Ballad is entering these thousands of comments into large language models, which detect themes. This is driving further action and operational improvement.
A platform approach can empower leaders
To support more seamless, effective health system operations, symplr created a platform that provides a centralized, scalable, cloud-based model and ecosystem of services to enable health system teams to more efficiently manage all aspects of operations.
The symplr Operations Platform brings together multiple solutions that operations leaders and team members need to run their organizations more efficiently. “We take care of all the stuff that you don’t want to think about,” Mr.

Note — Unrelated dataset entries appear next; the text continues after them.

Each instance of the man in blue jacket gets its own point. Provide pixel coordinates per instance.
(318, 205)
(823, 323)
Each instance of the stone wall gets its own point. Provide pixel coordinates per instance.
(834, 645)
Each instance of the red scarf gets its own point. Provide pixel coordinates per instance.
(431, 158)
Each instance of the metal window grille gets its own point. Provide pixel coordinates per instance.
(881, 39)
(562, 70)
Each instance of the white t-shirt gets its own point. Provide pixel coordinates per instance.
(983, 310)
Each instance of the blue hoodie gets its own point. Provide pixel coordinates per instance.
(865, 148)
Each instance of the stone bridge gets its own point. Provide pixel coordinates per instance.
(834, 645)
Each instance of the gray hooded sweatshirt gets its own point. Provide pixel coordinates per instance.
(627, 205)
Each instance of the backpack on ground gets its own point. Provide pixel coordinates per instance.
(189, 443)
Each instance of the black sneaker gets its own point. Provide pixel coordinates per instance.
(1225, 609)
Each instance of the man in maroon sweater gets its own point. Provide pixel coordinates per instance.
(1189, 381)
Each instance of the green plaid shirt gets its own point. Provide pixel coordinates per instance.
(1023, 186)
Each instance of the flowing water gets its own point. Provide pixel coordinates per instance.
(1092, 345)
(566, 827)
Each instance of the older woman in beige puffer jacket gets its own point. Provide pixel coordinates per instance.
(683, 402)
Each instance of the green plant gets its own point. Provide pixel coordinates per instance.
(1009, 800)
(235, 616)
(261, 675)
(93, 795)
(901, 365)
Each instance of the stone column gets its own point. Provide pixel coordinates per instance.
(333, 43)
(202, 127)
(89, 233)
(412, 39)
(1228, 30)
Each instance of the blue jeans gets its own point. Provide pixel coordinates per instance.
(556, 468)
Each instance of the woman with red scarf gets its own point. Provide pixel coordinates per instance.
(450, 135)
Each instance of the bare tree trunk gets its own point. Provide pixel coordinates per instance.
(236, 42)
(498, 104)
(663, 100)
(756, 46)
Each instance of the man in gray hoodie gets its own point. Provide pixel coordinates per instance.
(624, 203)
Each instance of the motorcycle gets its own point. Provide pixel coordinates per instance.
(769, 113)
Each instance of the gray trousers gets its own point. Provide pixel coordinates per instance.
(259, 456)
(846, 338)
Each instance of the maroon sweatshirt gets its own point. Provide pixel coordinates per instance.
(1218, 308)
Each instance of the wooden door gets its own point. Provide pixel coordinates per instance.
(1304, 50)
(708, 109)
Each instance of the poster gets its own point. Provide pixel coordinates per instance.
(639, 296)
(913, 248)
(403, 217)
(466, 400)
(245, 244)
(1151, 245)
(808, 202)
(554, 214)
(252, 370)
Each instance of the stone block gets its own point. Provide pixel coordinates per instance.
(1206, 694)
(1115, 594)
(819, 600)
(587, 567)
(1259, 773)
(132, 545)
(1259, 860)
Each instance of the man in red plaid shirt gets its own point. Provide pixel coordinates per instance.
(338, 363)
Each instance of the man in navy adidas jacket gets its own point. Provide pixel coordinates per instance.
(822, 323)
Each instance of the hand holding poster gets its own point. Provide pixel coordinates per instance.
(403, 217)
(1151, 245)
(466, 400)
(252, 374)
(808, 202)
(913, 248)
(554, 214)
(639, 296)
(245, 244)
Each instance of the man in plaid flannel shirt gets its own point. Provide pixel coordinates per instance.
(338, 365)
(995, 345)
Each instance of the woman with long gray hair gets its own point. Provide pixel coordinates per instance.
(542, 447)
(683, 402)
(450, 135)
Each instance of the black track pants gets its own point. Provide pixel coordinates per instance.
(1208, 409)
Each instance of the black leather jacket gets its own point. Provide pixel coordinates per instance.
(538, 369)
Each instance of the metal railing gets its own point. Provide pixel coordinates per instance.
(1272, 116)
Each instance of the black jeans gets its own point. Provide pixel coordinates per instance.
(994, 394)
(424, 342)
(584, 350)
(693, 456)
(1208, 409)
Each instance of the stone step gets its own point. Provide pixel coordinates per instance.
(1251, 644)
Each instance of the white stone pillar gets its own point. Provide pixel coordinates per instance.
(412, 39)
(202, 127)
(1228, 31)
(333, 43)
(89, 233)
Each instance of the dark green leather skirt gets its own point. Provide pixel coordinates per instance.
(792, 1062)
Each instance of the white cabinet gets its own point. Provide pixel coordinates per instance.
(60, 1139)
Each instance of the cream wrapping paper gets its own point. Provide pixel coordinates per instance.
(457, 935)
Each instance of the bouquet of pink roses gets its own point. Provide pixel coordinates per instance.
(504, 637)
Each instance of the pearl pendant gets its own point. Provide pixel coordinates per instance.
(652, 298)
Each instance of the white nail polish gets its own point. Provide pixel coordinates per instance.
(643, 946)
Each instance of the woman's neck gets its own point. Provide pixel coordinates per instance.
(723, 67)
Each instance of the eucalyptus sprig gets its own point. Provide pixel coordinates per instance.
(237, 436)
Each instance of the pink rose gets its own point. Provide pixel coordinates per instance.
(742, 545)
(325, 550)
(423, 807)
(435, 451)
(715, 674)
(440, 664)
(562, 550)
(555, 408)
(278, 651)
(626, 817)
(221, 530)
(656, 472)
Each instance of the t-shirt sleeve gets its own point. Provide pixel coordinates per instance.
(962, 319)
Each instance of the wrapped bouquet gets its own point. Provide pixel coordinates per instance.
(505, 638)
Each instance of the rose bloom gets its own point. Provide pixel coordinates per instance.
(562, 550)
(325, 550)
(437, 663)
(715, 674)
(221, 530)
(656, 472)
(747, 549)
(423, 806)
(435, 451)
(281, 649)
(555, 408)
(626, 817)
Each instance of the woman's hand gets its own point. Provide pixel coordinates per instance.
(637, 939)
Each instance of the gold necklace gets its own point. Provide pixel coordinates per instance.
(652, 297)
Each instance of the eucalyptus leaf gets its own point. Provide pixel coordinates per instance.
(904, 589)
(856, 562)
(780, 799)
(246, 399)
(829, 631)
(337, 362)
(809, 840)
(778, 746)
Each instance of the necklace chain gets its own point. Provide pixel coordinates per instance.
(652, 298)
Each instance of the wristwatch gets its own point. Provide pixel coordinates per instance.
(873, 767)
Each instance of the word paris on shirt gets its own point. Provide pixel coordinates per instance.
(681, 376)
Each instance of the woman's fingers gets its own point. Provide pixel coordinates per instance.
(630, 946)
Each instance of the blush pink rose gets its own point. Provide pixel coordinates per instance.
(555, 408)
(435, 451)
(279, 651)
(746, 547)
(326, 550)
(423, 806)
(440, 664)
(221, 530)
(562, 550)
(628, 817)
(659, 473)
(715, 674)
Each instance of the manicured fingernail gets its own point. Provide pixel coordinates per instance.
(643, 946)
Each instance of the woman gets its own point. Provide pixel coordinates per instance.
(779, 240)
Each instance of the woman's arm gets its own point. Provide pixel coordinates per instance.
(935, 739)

Schaknowski said. “All those critical non-clinical workflows.”
The ways in which the symplr Operations Platform takes care of these non-clinical workflows include integrating data into a common platform, interoperability, a universal look and feel, automation, and application of AI.
“It is creating new value that people hadn’t thought of before,” Mr. Schaknowski added.
Mr. Hampton believes the symplr platform will help his team analyze investment decisions, measure performance, and achieve the organization’s intended “outcomes.”
“When I say ‘outcomes,’ it’s not always a financial outcome,” he said. “Sometimes we’re solving for a regulatory issue; sometimes we’re solving for a clinical issue. [Whatever we’re solving for], it needs to be measured.”
A scalable technology platform that automates, simplifies, connects, and integrates data can optimize operations and put health systems on the path toward realizing total cost of care, financial sustainability, and clinical excellence — allowing all parts of a health system to focus on what matters most: patient care.
The hidden engine
In today’s economic climate, controlling healthcare costs is more urgent than ever, and it can’t come at the expense of patient care. Technologies like predictive analytics and machine learning are helping to identify and manage costs more effectively. By consolidating onto smarter platforms, healthcare organizations can reduce expenses, streamline operations, and return valuable time back to caregivers. Nurses didn’t enter the profession to do data entry; they came to care for patients. And behind every efficient system and empowered caregiver is a team of operational and administrative leaders — the hidden engine quietly driving healthcare forward.